The current form of the constitution was written in February of 2013, months after the Provisional Government was exiled and replaced with the Central Secretariat. This constitution included a state that was vested with a great amount of power in finance, employment, and other essential istitutions such as education. With the Secretariat facing election in February, some are assuming this is a signal to appeal to discontent Syndicalists who are advocating for a decentralized government. Though the reaction of this decision were met with mixed results.
"This is a step in the right direction", said Bjolan Erikssen, the leader of the Ruthenish Trade Federation "We have trusted the RDSWP to handle to state until the revolution is over and since we are in a stable position, I believe that we have no more need for a strong state and we can let the populus take over more important descisions." Bjolan believes that adminstration of the government should not be a privilage, but a civil service in which everyone should have an obligation.
RDSWP members, the ruling party, had different and more critical thoughts on this decision. Helga Hildasdodhir, the Assembly Leader of the party commented, "I understand my comades' reasoning, but this is no time to discuss systemic change in our society. We still have a tremendous amount of work to do before this even becomes a valid question." However there are other members of the RDSWP that were more critical with the calls for a new constitution be considered, "a threat to Ruthendy" in the eyes of Fili Edharssen.

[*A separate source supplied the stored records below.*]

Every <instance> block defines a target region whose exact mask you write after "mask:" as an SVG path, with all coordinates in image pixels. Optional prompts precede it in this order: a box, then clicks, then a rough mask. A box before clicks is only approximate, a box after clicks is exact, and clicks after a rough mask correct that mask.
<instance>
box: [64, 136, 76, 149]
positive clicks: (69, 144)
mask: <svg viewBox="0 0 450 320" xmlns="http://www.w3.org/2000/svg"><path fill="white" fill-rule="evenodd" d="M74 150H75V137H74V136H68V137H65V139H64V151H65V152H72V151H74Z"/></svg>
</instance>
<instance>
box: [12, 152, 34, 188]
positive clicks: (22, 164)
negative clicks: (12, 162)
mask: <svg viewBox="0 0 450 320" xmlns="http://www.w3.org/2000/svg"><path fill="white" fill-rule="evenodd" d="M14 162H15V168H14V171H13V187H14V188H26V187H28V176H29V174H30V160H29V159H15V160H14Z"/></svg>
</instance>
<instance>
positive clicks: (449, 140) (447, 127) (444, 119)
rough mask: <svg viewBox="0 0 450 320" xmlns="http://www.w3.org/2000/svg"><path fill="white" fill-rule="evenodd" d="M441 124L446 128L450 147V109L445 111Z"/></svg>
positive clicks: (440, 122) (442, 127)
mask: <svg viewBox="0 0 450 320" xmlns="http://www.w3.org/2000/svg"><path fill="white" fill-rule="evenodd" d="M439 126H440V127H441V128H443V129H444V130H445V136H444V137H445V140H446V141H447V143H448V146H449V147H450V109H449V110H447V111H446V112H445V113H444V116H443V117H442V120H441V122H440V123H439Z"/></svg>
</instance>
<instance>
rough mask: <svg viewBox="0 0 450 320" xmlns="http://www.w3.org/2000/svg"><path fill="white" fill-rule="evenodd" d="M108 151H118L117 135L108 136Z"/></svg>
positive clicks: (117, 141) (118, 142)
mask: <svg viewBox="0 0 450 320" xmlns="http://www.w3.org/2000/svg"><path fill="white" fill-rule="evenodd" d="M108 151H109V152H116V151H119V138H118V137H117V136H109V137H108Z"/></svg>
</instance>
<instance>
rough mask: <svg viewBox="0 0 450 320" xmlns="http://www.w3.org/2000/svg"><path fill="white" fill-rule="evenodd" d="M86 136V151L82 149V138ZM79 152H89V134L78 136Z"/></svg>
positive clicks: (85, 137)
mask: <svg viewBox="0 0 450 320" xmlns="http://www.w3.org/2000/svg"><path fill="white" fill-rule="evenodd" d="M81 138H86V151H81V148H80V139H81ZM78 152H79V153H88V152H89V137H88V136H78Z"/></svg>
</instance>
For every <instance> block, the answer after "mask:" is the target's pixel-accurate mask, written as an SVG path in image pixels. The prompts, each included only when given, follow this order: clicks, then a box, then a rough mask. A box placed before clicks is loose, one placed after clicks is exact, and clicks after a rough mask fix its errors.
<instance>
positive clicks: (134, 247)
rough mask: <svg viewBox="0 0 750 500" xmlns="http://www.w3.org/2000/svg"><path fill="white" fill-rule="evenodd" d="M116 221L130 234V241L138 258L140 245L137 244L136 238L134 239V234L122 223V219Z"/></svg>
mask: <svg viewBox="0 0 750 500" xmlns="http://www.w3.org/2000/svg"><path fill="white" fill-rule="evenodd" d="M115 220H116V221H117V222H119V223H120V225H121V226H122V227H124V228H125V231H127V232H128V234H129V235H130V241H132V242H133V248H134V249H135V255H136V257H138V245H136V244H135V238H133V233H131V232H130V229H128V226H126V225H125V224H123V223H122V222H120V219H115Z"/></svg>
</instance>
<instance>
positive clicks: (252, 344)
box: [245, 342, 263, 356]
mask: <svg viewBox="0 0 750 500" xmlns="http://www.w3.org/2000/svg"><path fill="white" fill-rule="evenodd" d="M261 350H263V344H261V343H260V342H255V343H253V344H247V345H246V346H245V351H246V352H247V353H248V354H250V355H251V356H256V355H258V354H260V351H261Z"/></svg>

The Central Secretariat reassured sceptics in an official statement that there would be no talks of disssolving the current constitution until March of 2019. But this still leaves open the question, what would Ruthendy look like under a new constitution.
A New Ruthendy
While there are some calls to strengthen the Federal Power in Ruthendy (mostly from the People's Orthodox Party), most of the opposition of the current constitution is calling for a decentralized state with little power while the more extreme members of the Trade Federation are calling for the abolition of the state altogether. This would mean in either senario that the governments would no longer be a dominent employer in the workplace but instead would be replaced with cooperative-esque systems. While worker and saftey regulations are likely to be handled by the Federal Government, there a probable chance that the government would lose almost all of its power and say in the economy. Lawmakers also speculate that the Federal Government would lose its power to directly enforce laws.
"I don't like to speculate much, but I think this system that many of these Syndicalists are proposing is going to be just plainly counter-intuitive for our society." said Helga.
When asked to comment Bjolan replied, "I would ask my comrade to explain how democracy is counter-intuitive when that is what we were promised when we rose up against the Fascists. I would really like to hear her explanation."
Ruthendy has upcoming elections on the 18th of February and with the introduction the possibility of the new constitution in place many are asking, will this election cycle be a referendum on the current constitution? Only time will tell.